Doctors in those days were sometimes trained in universities, where they could attend lectures and watch dissections performed by the experts of the day. The ticket below not only proved that they had paid, and were not sneaking in to access knowledge for free (so they were safe from the medical bouncers), it was also an early form of micro-credential.
These single tickets were stackable (like digital badges are, if done well) into larger units of credit that today we would equate with college course credits.

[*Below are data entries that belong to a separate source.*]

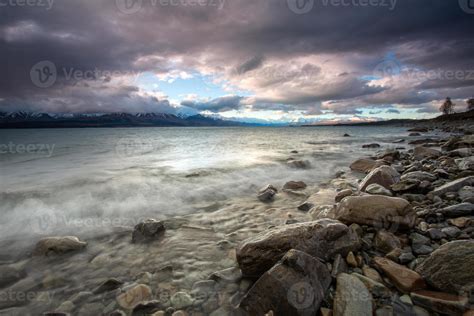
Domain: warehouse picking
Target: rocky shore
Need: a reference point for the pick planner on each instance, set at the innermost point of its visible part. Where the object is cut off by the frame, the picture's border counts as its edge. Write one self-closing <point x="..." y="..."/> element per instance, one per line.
<point x="393" y="236"/>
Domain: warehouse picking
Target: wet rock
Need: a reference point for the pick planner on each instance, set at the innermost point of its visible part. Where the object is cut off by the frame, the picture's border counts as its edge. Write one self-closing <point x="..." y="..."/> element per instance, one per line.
<point x="365" y="165"/>
<point x="451" y="232"/>
<point x="376" y="210"/>
<point x="454" y="186"/>
<point x="377" y="289"/>
<point x="458" y="210"/>
<point x="147" y="231"/>
<point x="439" y="302"/>
<point x="323" y="239"/>
<point x="10" y="275"/>
<point x="299" y="164"/>
<point x="181" y="300"/>
<point x="294" y="185"/>
<point x="107" y="286"/>
<point x="386" y="241"/>
<point x="374" y="145"/>
<point x="352" y="297"/>
<point x="133" y="296"/>
<point x="404" y="279"/>
<point x="449" y="268"/>
<point x="377" y="189"/>
<point x="294" y="286"/>
<point x="267" y="194"/>
<point x="385" y="176"/>
<point x="425" y="152"/>
<point x="343" y="194"/>
<point x="58" y="245"/>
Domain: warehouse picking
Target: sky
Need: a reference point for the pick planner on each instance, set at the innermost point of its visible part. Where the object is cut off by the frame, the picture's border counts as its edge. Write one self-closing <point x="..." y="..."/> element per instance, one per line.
<point x="281" y="61"/>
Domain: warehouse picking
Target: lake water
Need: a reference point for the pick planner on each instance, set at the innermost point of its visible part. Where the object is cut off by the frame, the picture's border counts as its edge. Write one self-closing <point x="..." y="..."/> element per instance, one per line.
<point x="77" y="181"/>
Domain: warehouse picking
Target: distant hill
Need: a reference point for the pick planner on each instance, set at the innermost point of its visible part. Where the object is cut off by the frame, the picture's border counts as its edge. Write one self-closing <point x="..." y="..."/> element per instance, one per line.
<point x="43" y="120"/>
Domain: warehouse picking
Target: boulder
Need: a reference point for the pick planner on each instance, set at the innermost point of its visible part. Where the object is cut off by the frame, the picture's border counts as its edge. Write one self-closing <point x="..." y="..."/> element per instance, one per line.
<point x="449" y="268"/>
<point x="267" y="194"/>
<point x="343" y="194"/>
<point x="425" y="152"/>
<point x="299" y="164"/>
<point x="294" y="185"/>
<point x="376" y="210"/>
<point x="377" y="189"/>
<point x="454" y="186"/>
<point x="463" y="209"/>
<point x="385" y="176"/>
<point x="365" y="165"/>
<point x="404" y="279"/>
<point x="147" y="231"/>
<point x="386" y="241"/>
<point x="58" y="245"/>
<point x="419" y="175"/>
<point x="323" y="239"/>
<point x="371" y="146"/>
<point x="352" y="297"/>
<point x="294" y="286"/>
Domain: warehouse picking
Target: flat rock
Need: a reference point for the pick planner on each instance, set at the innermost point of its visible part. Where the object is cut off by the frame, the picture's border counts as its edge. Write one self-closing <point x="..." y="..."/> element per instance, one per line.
<point x="294" y="185"/>
<point x="463" y="209"/>
<point x="147" y="231"/>
<point x="365" y="165"/>
<point x="323" y="239"/>
<point x="376" y="210"/>
<point x="377" y="189"/>
<point x="352" y="297"/>
<point x="294" y="286"/>
<point x="385" y="176"/>
<point x="454" y="186"/>
<point x="58" y="245"/>
<point x="404" y="279"/>
<point x="449" y="268"/>
<point x="425" y="152"/>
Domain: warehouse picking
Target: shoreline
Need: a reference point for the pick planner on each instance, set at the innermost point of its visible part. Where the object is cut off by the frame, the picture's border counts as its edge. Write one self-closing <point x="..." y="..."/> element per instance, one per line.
<point x="192" y="265"/>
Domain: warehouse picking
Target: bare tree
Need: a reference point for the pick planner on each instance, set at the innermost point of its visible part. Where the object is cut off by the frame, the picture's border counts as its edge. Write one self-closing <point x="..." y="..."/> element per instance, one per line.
<point x="470" y="104"/>
<point x="447" y="107"/>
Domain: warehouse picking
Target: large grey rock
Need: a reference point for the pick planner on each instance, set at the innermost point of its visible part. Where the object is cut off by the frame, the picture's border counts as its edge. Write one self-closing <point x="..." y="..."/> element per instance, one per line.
<point x="425" y="152"/>
<point x="323" y="239"/>
<point x="449" y="268"/>
<point x="376" y="210"/>
<point x="458" y="210"/>
<point x="58" y="245"/>
<point x="294" y="286"/>
<point x="352" y="297"/>
<point x="147" y="231"/>
<point x="454" y="186"/>
<point x="385" y="176"/>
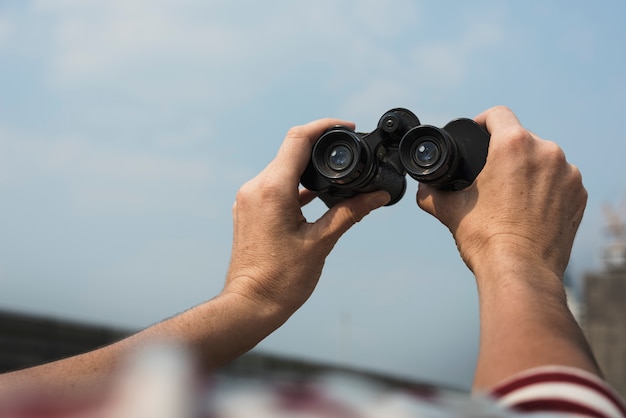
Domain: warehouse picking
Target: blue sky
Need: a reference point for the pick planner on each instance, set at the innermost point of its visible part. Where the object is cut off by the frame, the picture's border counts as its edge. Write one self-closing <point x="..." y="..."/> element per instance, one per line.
<point x="126" y="128"/>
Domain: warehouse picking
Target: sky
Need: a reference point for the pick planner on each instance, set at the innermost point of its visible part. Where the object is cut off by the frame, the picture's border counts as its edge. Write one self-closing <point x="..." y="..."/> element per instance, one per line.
<point x="127" y="127"/>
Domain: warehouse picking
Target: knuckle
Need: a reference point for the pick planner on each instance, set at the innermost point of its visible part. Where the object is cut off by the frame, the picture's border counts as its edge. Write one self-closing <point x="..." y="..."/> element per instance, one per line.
<point x="517" y="137"/>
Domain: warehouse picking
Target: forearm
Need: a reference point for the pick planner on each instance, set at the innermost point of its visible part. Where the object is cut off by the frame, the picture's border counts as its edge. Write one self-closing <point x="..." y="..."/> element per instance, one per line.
<point x="525" y="323"/>
<point x="216" y="332"/>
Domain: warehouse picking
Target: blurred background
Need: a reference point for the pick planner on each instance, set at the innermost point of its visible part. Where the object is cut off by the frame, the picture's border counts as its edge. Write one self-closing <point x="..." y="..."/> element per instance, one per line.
<point x="127" y="127"/>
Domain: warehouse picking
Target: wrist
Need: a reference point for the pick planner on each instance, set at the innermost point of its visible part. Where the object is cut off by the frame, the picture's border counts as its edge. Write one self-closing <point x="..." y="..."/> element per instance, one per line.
<point x="507" y="270"/>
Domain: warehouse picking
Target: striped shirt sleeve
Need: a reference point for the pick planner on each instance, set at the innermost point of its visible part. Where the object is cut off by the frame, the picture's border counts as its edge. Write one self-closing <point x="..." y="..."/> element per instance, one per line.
<point x="563" y="391"/>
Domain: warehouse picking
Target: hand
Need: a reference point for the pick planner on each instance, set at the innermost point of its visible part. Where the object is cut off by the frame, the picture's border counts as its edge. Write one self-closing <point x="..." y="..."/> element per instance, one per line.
<point x="525" y="205"/>
<point x="277" y="256"/>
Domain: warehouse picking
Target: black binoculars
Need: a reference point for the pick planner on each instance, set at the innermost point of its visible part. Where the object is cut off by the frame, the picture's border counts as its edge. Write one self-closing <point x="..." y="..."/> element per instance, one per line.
<point x="344" y="162"/>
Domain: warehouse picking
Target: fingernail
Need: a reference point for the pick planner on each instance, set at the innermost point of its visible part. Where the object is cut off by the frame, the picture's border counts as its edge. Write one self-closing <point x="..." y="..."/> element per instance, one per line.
<point x="379" y="199"/>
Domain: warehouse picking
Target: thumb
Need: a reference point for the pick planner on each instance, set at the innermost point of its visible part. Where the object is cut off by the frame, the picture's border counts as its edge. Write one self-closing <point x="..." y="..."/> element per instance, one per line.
<point x="341" y="217"/>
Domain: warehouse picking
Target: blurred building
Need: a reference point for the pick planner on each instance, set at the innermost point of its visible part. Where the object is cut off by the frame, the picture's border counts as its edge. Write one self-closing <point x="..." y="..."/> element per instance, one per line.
<point x="28" y="340"/>
<point x="604" y="304"/>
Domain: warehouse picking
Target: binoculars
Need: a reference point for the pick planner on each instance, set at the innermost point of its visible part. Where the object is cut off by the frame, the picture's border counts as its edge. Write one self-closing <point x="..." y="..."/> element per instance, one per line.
<point x="344" y="162"/>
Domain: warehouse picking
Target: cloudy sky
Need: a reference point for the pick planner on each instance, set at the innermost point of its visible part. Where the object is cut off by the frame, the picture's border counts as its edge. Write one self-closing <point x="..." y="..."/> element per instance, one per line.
<point x="126" y="128"/>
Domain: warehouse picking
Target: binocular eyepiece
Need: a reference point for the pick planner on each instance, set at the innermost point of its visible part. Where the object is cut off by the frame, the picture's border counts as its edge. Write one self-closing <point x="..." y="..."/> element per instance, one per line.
<point x="344" y="162"/>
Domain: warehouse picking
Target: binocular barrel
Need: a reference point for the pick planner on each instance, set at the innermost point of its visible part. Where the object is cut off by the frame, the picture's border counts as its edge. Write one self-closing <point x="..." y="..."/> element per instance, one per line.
<point x="344" y="162"/>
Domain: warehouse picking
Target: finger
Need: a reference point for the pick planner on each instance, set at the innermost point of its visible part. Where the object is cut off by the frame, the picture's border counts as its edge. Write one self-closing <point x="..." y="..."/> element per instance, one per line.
<point x="337" y="220"/>
<point x="295" y="152"/>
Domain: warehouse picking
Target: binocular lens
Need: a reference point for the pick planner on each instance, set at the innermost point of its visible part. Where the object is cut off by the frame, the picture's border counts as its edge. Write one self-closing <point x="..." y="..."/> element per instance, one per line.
<point x="339" y="157"/>
<point x="426" y="153"/>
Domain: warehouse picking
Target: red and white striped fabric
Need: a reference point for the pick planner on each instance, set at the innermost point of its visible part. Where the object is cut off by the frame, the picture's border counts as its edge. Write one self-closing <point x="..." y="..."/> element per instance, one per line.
<point x="563" y="391"/>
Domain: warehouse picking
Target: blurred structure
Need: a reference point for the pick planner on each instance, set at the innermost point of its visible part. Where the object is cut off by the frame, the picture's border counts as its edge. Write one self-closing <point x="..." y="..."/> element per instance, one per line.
<point x="28" y="340"/>
<point x="604" y="304"/>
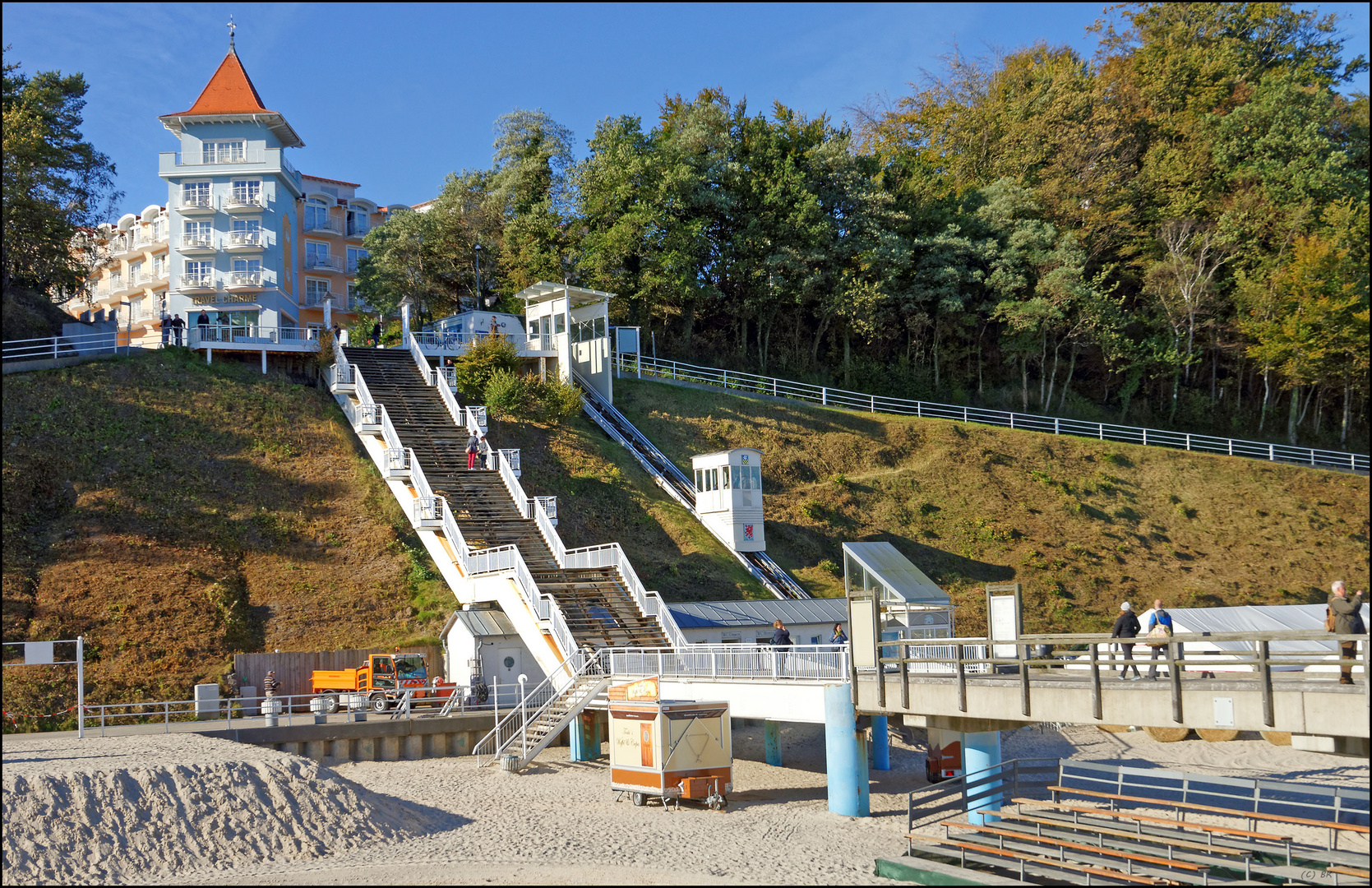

Would-be doctors could also apprentice themselves to working physicians, whether they held degrees or not. Having a degree in that day basically meant that you could charge more for your services, because you were literally more credible.
Herb Garden
There are disadvantages to herbal medicine. Dosages of active ingredients are hard to control precisely. The number of different active ingredients in an herb also may increase the chances of interactions with other herbs or drugs.
However, there may also be advantages. The chemical signaling networks inside and between cells are complicated and often redundant. Cancer is one example.

Another is that the animals that are chewing on plants have evolved multiple enzymes for detoxifying their food. A complex cocktail of compounds (as all living things like herbs must be) could be more effective in situations of redundancy.
Complex mixtures also have flavor and odor components that will be more effective at triggering placebo effects through classical conditioning. A few years ago now, in my column for the Intergalactic Medicine Show, I wrote about one of my favorite medical case studies, where a young girl’s lupus was put into remission with half the amount of toxic cyclophoshamide as usual through the successful use of a conditioning procedure.
The Carriage House
This building contained examples of the vehicles country doctors used for making house calls: a saddle, two carriages, and two cars, one a Model T with a hand crank.

They also had an iron lung stored here, because it was so heavy none of the floors in the other buildings could support it.

These were only a few of the things we saw at the Country Doctor Museum, which started out as a local nonprofit and is now owned and run by the East Carolina University medical library, which is where most of the document collection is stored (if you’re into archival research).
The buildings in Bailey are open for tours Tuesday-Friday 10am-4pm, and were well worth the hour and a half we spent there. Much cooler than we were expecting from such a small place.